Tabii bizim Stockholm Büyükelçimiz Selim Kuneralp gibi ‘‘şimdi mesele çıkarmayalım efendim’’ci değilseniz... Ama eğer öyle iseniz, ne yaparlarsa yapsınlar sineye çeker, razı olursunuz.

Son örnek İsveç'in en çok satan gazetesi Aftonbladet'in Turizm ekinde yayınlanan bir Türkiye haritasıyla karşımıza çıktı:

Aftonbladet bu haritada Güneydoğu Anadolu'yu Kürdistan olarak göstermiş. İşin güzeli... Söz konusu ‘ek’e bizim Turizm Bakanlığı 6.2 milyar TL. kadar para ödeyerek bir de ilan vermiş, yani katkıda bulunmuş.

Sayın Büyükelçimizin bu yayın karşısındaki tepkisi ilginç:

‘‘O haritada Kürtlerin yoğun olarak yaşadığı yerler buralarıdır denmek isteniyor. Hukuki veya siyasi geçerliği olan bir harita olarak yayınlamıyor. Kaldı ki hukuki ve siyasi olarak yayınlasa bile ne yapabiliriz bilemiyorum. Tepki göstermekten başka bir şey yapamayız. Bu olayı mahkemeye götürsek sanırım burada kıyametler kopar. Ve mahkeme orası Kürdistan bölgesi diye karar bile verebilir’’ buyurmuş (13 Mayıs 2002 Hürriyet).

Sayın Büyükelçi'nin sözleri daha baştan yenilgiyi kabul etmiş olduğunu ne kadar açık şekilde ortaya koyuyor? Çünkü özetle diyor ki, ‘‘Ben burada aciz biriyim. Söylesem adam yerine koymazlar. Dava açsam, dinlemezler. En iyisi sineye çekelim. Hatta, buna da şükür, deyip sesimizi keselim.’’

Görüyorsunuz ne dirayetli (!) kişiler tarafından temsil ediliyoruz?

Biz özellikle İsveç'in Anna Lindth isimli bayan Dışişleri Bakanı'nın Türkiye konusundaki olumsuz ve saldırgan üsluplu beyanlarının kendi kişiliğinden kaynaklandığını sanarken, meğer hata etmişiz. Belli ki ona cesaret veren bizim, ‘‘Türkiye acizdir’’ anlamına gelen tavırlarımızmış.

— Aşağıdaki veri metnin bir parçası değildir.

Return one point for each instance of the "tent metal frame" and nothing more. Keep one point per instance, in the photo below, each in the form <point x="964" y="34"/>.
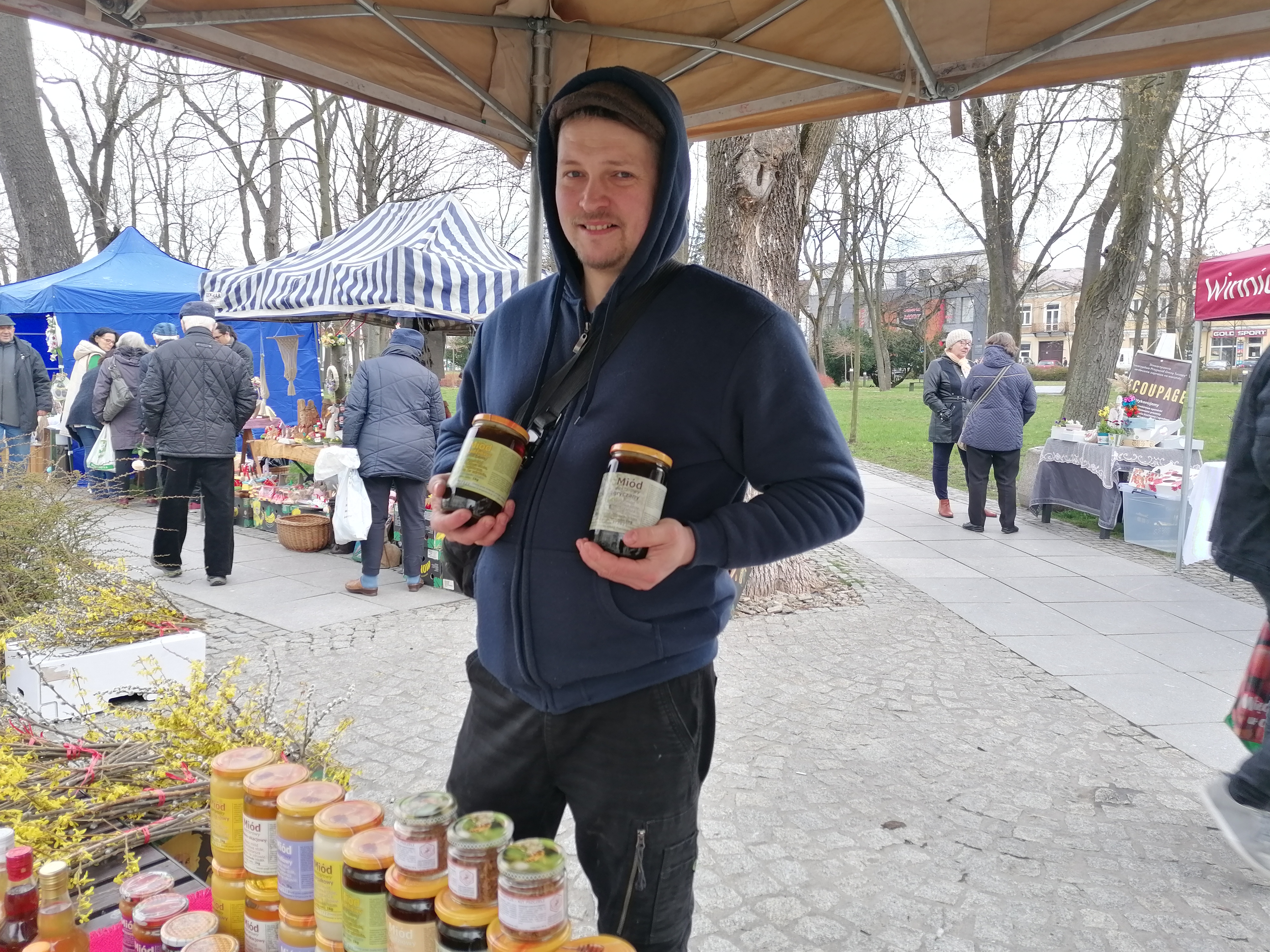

Nitekim bu Bayan Lindh, Stockholm'de göreve başlayınca kendisiyle görüşmek isteyen Büyükelçimiz Selim Kuneralp'e üç ay süreyle randevu vermediği halde, Mardin'in Kızıltepe İlçesi Belediye Başkanı Cihan Sincar'ı hemen kabul edip makamında görüşmüştü. Keza İsveç'te yaşayan Kürt kökenli yazar Mehmet Uzun hakkında Türkiye'de yayınlanan bir kitabı nedeniyle açılan dava beraatle sonuçlanınca Bayan Lindth, bunu olağan bir yargılama olayı gibi görmek istememiş, ‘‘Bu Kürtlerin bir zaferidir’’ demişti.

Anımsayacaksınız... İsveç'in Ankara'daki Büyükelçisi Bayan Anne Dissmorr da son şubat başında İzmir'de düzenlenen İsveç İş Kültürü Günü toplantısında bir kitap dağıttırmıştı. Bu kitapta bulunan ‘‘Türk kelimesi bir ulusu değil, bir dili ifade eder’’, ‘‘Türkler ve Kürtler Birinci Dünya Savaşı sırasında Ermenileri katlettiler’’ anlamındaki ifadeler yüzünden kıyamet kopmuş ama Bayan Dissmorr kimseden özür dilememişti.

Anlaşılan Bayan Dissmorr haklıymış. Çünkü çok muhtemelen bizim Stockholm Büyükelçimiz Selim Kuneralp, İsveç Dışişleri'nden özür dilemiştir.